The city of Richborough shall lie spread out on the shore of its harbour and a man from Flanders shall re-establish it with his crested ship.
Henry Blois substantiates part of his narrative from the HRB when Arthur returns from the continent to take his vengeance on Mordred.
All told, they numbered some eight hundred thousand Paynims and Christians, and in their company and relying on their assistance he came to meet Arthur on his arrival at Richborough haven.873
The point of this prediction is that it is employed as a method of substantiating the arrival of Arthur in the HRB and therefore corroborates the HRB’s historical accuracy of Arthur returning from his continental campaign. It should be obvious to the reader that neither the continental battle situated at Autun not far from Where Henry grew up and was in the region governed by Henry’s family; the battle never happene. Nor did King Arthur’s return because the Chivalric King Arthur fighting Romans is also a fiction of Henry Blois’ muses. The Prophecy supposedly refers to what Merlin saw as a future event. It is stated as part of the false history in HRB so, one can easily determine both the prophecies of Merlin and the HRB were written by the same person. But, it was not Galfridus Arthur or Geoffrey of Monmouth.
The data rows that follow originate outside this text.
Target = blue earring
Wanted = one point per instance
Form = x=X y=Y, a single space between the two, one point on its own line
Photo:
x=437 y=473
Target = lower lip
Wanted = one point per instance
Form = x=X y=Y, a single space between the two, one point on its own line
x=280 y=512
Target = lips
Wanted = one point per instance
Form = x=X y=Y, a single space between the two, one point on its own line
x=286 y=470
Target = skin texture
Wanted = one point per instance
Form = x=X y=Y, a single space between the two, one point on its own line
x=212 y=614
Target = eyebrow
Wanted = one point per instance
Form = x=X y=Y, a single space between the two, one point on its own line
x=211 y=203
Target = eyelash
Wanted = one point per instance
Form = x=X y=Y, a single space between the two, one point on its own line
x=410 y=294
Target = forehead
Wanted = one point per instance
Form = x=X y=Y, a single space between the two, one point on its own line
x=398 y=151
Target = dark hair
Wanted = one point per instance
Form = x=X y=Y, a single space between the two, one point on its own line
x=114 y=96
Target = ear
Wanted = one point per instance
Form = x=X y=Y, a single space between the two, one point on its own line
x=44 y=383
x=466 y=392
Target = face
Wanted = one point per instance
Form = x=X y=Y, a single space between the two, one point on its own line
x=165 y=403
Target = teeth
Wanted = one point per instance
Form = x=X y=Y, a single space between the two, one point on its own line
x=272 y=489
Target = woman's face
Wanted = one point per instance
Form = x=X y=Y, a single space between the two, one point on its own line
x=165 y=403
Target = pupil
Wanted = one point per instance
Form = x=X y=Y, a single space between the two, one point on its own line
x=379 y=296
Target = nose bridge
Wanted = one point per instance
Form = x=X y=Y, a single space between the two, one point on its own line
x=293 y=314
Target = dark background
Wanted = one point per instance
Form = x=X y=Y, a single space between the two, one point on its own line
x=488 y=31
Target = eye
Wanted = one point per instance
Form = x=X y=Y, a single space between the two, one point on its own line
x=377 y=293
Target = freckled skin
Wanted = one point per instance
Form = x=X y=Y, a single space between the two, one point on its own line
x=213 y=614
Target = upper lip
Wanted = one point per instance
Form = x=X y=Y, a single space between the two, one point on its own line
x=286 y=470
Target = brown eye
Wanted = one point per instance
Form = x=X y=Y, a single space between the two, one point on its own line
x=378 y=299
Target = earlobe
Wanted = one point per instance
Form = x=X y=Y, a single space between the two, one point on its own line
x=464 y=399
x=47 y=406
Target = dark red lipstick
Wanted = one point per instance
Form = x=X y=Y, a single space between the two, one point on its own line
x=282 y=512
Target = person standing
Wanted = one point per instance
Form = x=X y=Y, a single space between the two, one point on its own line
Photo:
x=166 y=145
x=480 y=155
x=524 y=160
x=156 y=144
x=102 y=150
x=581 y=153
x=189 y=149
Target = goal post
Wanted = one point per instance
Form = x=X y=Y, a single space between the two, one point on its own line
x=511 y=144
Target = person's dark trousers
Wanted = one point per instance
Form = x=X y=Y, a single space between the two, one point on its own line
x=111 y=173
Logically, if ‘Geoffrey’s’ audience believes the prophecies are credible; for the gullible, the story of Arthur must also be true, because Merlin predicted the event. The total lunacy is that today there are some scholars who even think the prophecies of Merlin are true, because they are backed up by another edition of Merlin prophecies supposed to be Cornish in origin. The JC version of Merlin prophecies even more plainly establishes that Henry Blois is the author of those also. Scholars in the past have been very unintuitive in not looking to the meaning behind the prophecies of Merlin.